Member of the Pennsylvania House of Representatives from the 180th district
- In office January 5, 1971 – November 30, 1972
- Preceded by: German Quiles
- Succeeded by: Raymond Lederer

Member of the Pennsylvania House of Representatives from the Philadelphia County district
- In office January 1, 1965 – November 30, 1968

Personal details
- Born: December 14, 1924 Philadelphia, Pennsylvania
- Died: January 20, 2008 (aged 83) Philadelphia
- Party: Democratic
- Spouse: Marie
- Children: Doneda, William, Regina
- Occupation: Attorney, Jurist, Politician

= William J. Lederer (Pennsylvania politician) =

American politician

William J. Lederer (December 14, 1924 – January 20, 2008) was an American politician and judge.

==Formative years and education==
Born in Philadelphia, Pennsylvania on December 14, 1924, Lederer served as a staff sergeant and Information and Education Director with the United States Army during World War II (1943, North Africa: 1944-1946, Burma, India, and China). He then returned home to finish his schooling. After graduating from North East High School in 1946, he earned his Bachelor of Science degree in political science from La Salle University in 1950 and his Bachelor of Law degree (LL.B) from Temple University Beasley School of Law in 1953.

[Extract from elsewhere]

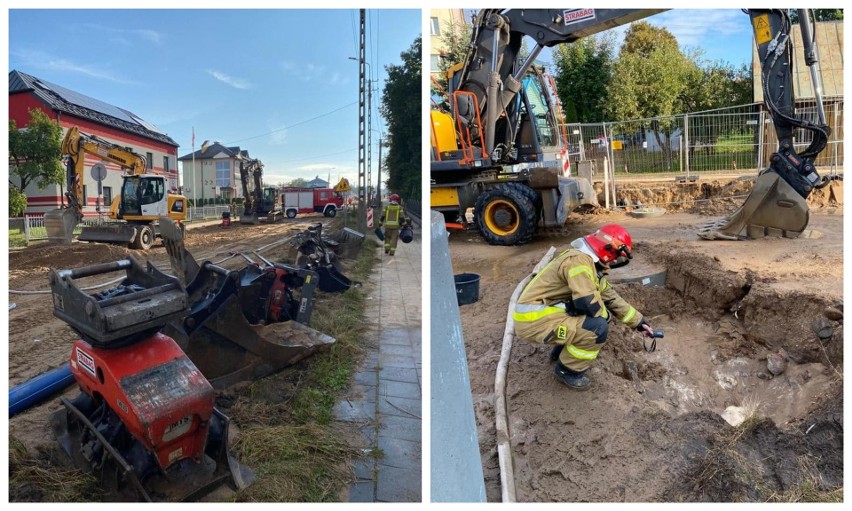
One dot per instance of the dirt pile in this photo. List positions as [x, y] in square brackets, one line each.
[728, 310]
[710, 197]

In addition, he attended and/or rendered service to: the Judicial College of Harvard Law, Graduate Division; National Judicial College, University of Nevada (1974); Pennsylvania College of the State Judiciary seminars (1974-1975, 1977); and the National College of Juvenile Court Judges (1976).

==Political, legal and education career==
In 1954, Lederer served as deputy president and council aide to the Philadelphia City Council, and also later served as Sergeant-at-Arms for the Philadelphia County Democratic Executive Committee. From 1955 to 1957, he served as the executive deputy secretary of revenue to Judge Gerald Gleason and, in 1957, as the special deputy attorney general to Justice Thomas McBride. A visiting lecturer at Temple University's Law School from 1957 through 1977, he also served as general counsel to Philadelphia County's Office of the Register of Wills from 1958 to 1963, and as the chair of the Veterans Commission of Philadelphia from 1958 to 1964.

Elected as a Democrat to the Pennsylvania House of Representatives, Lederer was a serving member of the House from 1963 to 1968 and from 1971 to 1974. In 1974, he served as a Pennsylvania state court judge including the Pennsylvania Courts of Common Pleas. Lederer died from cancer at the University of Pennsylvania Hospital in Philadelphia. His father Miles, his brother Raymond, and his wife Marie also served in the Pennsylvania General Assembly.